初閣議を終え、記念写真に納まる菅首相(前列中央)と閣僚
初閣議を終え、記念写真に納まる菅首相(前列中央)と閣僚
Photo By 共同

 菅改造内閣が17日、発足した。菅直人首相は代表選後は「ノーサイド」と表明し挙党一致を強調していたが、主要閣僚には自身を支持した議員を登用。代表の座を争った小沢一郎元幹事長グループからの入閣はゼロで、党役員人事と併せて「脱小沢」色をあらためて鮮明にした。小沢氏は同日午前に行われた党の両院議員総会を欠席。小沢氏周辺では不満がくすぶっており、新体制は波乱含みの船出となった。

 菅首相は改造内閣の顔ぶれを正式に決め、仙谷由人官房長官が午後1時15分すぎ、官邸で閣僚名簿を発表した。外相に前原誠司国土交通相を起用し、蓮舫行政刷新担当相は留任して公務員制度改革担当相を兼務。国家戦略担当相は玄葉光一郎政調会長、仙谷氏のほか野田佳彦財務相らを留任させるなどした。17閣僚のうち、民主党代表選で党を二分し激しく戦った小沢グループからの起用はなかった。

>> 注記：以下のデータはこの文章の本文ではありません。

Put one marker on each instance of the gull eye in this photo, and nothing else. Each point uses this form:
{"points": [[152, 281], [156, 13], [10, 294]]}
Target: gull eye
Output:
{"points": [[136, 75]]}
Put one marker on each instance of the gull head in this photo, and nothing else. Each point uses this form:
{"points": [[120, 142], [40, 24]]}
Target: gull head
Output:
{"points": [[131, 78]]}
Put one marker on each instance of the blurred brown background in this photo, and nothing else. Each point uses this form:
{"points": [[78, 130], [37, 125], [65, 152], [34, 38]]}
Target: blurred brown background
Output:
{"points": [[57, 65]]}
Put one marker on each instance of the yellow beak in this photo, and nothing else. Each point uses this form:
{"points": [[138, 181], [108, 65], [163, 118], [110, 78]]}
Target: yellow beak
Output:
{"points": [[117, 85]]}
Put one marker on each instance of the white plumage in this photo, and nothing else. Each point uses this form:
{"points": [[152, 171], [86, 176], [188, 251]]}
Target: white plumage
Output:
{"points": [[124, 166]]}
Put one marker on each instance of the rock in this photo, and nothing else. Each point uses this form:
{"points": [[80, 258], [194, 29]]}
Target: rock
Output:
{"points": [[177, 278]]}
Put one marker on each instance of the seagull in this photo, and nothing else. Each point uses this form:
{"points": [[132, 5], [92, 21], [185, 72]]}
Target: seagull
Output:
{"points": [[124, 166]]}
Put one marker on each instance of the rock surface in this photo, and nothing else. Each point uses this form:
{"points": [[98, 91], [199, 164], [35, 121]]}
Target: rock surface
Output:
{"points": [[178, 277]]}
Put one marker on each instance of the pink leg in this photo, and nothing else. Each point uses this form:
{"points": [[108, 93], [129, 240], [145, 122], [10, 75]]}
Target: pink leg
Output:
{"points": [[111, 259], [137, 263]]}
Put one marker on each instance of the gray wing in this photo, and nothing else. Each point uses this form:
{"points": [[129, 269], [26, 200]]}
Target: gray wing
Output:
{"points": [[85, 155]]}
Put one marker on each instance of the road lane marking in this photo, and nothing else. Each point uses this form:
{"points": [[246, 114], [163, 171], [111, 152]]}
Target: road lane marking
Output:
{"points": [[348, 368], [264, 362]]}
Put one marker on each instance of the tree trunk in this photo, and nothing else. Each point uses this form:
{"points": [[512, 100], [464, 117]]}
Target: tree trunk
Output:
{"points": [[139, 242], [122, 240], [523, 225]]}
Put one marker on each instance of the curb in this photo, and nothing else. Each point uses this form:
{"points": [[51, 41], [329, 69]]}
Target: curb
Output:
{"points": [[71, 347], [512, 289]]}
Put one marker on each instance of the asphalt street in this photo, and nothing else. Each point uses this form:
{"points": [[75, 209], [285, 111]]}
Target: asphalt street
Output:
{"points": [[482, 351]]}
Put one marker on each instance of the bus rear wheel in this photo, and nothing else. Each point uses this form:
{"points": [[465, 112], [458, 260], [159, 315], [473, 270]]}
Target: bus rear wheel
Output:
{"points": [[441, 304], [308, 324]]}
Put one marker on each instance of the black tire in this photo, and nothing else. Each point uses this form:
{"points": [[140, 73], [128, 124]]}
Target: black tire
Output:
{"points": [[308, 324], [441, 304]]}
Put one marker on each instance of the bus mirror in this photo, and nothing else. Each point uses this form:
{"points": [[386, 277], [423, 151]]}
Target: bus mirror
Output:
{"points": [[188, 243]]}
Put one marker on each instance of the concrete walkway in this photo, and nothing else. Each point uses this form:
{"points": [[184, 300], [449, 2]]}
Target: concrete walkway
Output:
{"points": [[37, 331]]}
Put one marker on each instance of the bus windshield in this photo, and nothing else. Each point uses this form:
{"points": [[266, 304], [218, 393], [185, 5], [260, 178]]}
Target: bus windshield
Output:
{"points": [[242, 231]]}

 代表選で小沢氏を支持した議員の入閣も、鳩山由紀夫前首相グループから経済財政担当相の海江田万里、経済産業相の大畠章宏、旧民社党グループから文部科学相の高木義明の各衆院議員を起用するにとどまり、原口一博総務相、山田正彦農水相は閣外に去った。代表選中、首相は「代表選が終わればノーサイド」と繰り返していたが、早くも前言を翻した形で、小沢氏と距離を置く岡田克也外相が幹事長、枝野幸男幹事長が幹事長代理に回った党執行部人事と合わせ、“脱小沢”色を鮮明に打ち出した。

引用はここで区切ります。